Un champagne de l’Aube par un après-midi de pluie

 

Lou-Mary en duo avec Chris Evans.

J’ai toujours adoré les bars d’hôtels. Ils ont un côté à la fois intime et impersonnel qui me séduit. On y passe comme des ombres, nous, les hommes, en compagnie de femmes qui sont les nôtres.Ou pas. On y boit des champagnes improbables, rares, délicats; les conversations y sont feutrées comme les coussinets des pattes félines. À ce propos, je me souviens des longues après-midi pluvieuses que je passais avec Féline, mon ex-épouse, au bar de ce bel établissement qui se nommait encore Hôtel de France (quel joli nom, éminemment plus beau que ceux des chaînes mondiales ou européennes qui ne veulent plus rien dire), à Abbeville. Elle y buvait un champagne de l’Aube, non pas le matin, comme ce nom du breuvage délicat eût dû l’y conduire, mais vers 16heures; j’y savourais une bière pression aussi fraîche que la pluie de ces printemps incessants, dont les grosses gouttes molles s’écrasaient contre les vitrines comme des larmes. L’odeur poivrée de l’osier des fauteuil m’invitait à des rêves coloniaux. L’autre soir, Lys et moi étions au nouveau bar de l’Hôtel du Carlton, à Amiens, au premier étage. Le maître, des lieux, sympathique, a eu la bonne idée d’y installer un vaste salon fumeur ce qui prouve qu’il existe encore des gens qui savent vivre et qui résistent aux furies hygiénistes de lois frigides au nom viticole. Nous n’étions pas d’accord sur le film Hôtel Normandy, que nous venions de voir au Gaumont, œuvrette que je trouvais délicieuse (à l’image d’Helena Noguerra), charmante et légère, digne d’un Jacques Laurent ou d’un Félicien Marceau, et que Lys trouvait facile et convenue.

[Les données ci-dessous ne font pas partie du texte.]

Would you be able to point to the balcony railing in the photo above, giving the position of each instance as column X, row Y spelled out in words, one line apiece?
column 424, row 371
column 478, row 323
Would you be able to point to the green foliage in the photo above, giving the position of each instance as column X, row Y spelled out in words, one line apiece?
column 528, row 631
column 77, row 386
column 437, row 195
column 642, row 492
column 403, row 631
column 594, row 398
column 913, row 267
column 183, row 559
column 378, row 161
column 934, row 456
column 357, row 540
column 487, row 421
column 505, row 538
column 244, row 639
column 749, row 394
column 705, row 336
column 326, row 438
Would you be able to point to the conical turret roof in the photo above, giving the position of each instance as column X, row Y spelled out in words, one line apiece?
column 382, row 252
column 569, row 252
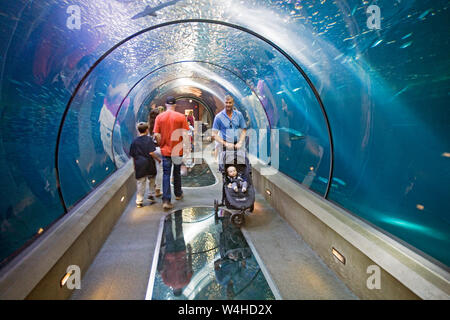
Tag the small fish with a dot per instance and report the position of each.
(407, 36)
(339, 181)
(423, 15)
(149, 11)
(339, 56)
(377, 43)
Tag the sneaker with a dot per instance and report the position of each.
(167, 205)
(179, 197)
(151, 199)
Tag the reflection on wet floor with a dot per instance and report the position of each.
(199, 175)
(206, 259)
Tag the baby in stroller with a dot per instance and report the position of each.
(236, 174)
(236, 180)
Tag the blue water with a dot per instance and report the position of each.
(385, 93)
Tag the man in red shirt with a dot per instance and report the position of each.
(170, 127)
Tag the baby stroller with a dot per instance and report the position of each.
(237, 202)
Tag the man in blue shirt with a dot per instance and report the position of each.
(229, 127)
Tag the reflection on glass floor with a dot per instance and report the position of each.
(204, 259)
(199, 175)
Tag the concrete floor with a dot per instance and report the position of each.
(121, 269)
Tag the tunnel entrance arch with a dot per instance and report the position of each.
(186, 21)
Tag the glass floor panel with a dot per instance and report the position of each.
(204, 258)
(199, 175)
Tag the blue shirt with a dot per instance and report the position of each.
(229, 129)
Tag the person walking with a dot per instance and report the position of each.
(159, 170)
(229, 127)
(142, 150)
(169, 138)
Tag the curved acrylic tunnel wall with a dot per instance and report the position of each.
(385, 92)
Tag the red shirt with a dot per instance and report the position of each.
(165, 124)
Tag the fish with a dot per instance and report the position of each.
(423, 15)
(339, 181)
(406, 45)
(377, 43)
(149, 11)
(407, 36)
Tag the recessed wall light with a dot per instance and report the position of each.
(338, 255)
(65, 278)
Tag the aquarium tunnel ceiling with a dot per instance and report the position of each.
(356, 91)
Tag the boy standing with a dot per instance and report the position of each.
(143, 152)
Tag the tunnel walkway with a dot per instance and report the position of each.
(121, 270)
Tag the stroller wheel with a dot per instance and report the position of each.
(237, 219)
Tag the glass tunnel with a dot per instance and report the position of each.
(359, 99)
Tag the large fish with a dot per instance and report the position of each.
(149, 11)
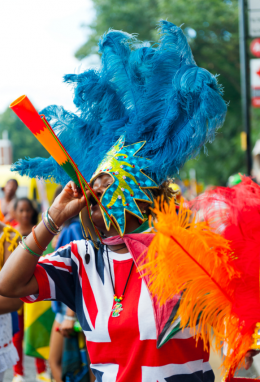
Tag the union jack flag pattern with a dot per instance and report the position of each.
(123, 348)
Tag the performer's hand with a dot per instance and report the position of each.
(67, 204)
(249, 358)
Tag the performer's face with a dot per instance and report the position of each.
(99, 186)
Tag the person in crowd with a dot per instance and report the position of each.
(65, 317)
(8, 354)
(26, 216)
(167, 108)
(7, 202)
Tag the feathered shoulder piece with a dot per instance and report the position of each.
(217, 274)
(148, 93)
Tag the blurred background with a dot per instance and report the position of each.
(42, 41)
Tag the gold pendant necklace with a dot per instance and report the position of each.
(118, 306)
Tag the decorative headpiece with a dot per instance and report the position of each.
(154, 95)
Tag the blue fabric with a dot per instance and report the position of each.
(153, 93)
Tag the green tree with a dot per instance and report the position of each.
(212, 30)
(24, 142)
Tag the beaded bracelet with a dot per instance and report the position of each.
(70, 318)
(51, 225)
(36, 241)
(25, 247)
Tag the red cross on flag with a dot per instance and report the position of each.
(255, 81)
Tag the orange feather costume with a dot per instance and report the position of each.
(218, 275)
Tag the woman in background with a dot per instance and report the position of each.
(26, 215)
(8, 354)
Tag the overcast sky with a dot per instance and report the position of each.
(38, 40)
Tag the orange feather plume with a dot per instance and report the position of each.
(186, 257)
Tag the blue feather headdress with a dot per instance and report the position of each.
(155, 94)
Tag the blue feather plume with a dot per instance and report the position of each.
(155, 93)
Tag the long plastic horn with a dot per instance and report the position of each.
(41, 129)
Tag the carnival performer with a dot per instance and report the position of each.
(8, 354)
(26, 216)
(150, 100)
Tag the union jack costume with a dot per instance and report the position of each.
(126, 348)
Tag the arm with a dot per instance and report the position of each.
(66, 328)
(8, 305)
(17, 276)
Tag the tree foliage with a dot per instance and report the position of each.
(24, 142)
(212, 30)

En revanche, nous étions tout à faire d’accord pour dire que Mud est un chef-d’œuvre. Mud, c’est l’économie efficace du style de Steinbeck et l’universalité poignante de Mark Twain. Sublime. J’ai également adoré, la soirée d’anniversaire (60 ans) de Daniel Grardel, au Lucullus. Mon peintre préféré avait convié l’excellent rocker Chris Evans, élégant, intelligent et sympathique, à distiller son répertoire. Et quel plaisir le duo qu’il nous proposa en compagnie de mon ex-grande sauterelle, l’adorable Lou-Mary de retour en terres picardes. Lou était accompagnée d’Athos, son Westie, qui, après m’avoir reconnu, m’embrassa et me donna des nouvelles de son frère, le chat Bébert, resté à Montreuil.